Dans la salle du trône, Kanon, concentré, suivait l'évolution des combats. Aldébaran était déjà tombé, Shaka luttait âprement alors qu'Aiolia rejoignait Mü au temple de la Vierge. Lui-même se remettait difficilement des piqûres de Milo. De plus, il ressentait encore les effets de la contre-attaque de Saga. Mais tout cela n'était rien pour lui… Il subirait autant de coups qu'il le faudrait pour se racheter. Même si Athéna lui avait pardonné, même si les autres Chevaliers l'avaient accepté, il ne pouvait se pardonner aussi facilement à lui-même.

Kanon était mal à l'aise. Il devait porter l'armure des Gémeaux, l'armure de son frère… Le jour de le remplacer était arrivé mais il se sentait triste. D'autant plus que Saga était du mauvais côté, une fois de plus. Il lui semblait particulièrement déplacé de porter cette Cloth devant son frère alors que lui-même était loin d'être aussi innocent.

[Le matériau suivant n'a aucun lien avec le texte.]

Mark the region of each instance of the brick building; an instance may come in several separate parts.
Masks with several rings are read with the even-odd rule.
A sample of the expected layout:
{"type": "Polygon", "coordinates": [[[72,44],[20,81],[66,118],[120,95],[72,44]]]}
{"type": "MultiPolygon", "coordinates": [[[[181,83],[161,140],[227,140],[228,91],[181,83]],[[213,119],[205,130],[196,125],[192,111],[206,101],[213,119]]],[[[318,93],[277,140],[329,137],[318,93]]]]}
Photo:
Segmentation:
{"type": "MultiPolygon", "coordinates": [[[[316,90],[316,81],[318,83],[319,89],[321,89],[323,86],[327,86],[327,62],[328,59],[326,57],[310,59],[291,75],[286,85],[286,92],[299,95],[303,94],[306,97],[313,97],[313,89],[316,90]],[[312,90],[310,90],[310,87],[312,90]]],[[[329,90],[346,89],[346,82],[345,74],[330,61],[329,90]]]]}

Lorsqu'il s'était rendu au Sanctuaire, de nuit, il s'était attendu à être jeté dans un cachot, jugé et condamné. Au lieu de cela, Athéna l'avait accueilli avec bienveillance, lui avait pardonné ses fautes et l'avait encouragé à prendre la succession de son défunt frère, la seule condition à respecter étant d'attendre sa présentation officielle. Il avait déjà pressenti, dans le passé, la grandeur, la bonté et l'amour d'Athéna, mais cette confrontation lui avait ouvert les yeux. De fait, il s'était senti encore moins digne de ce pardon divin. Et dire qu'il l'avait tant haïe parce qu'à cause d'elle, son jumeau s'éloignait de lui. Il ne s'était pas rendu compte que c'était lui qui s'écartait du droit chemin. Il lui avait fallu tant d'années pour comprendre, enfin.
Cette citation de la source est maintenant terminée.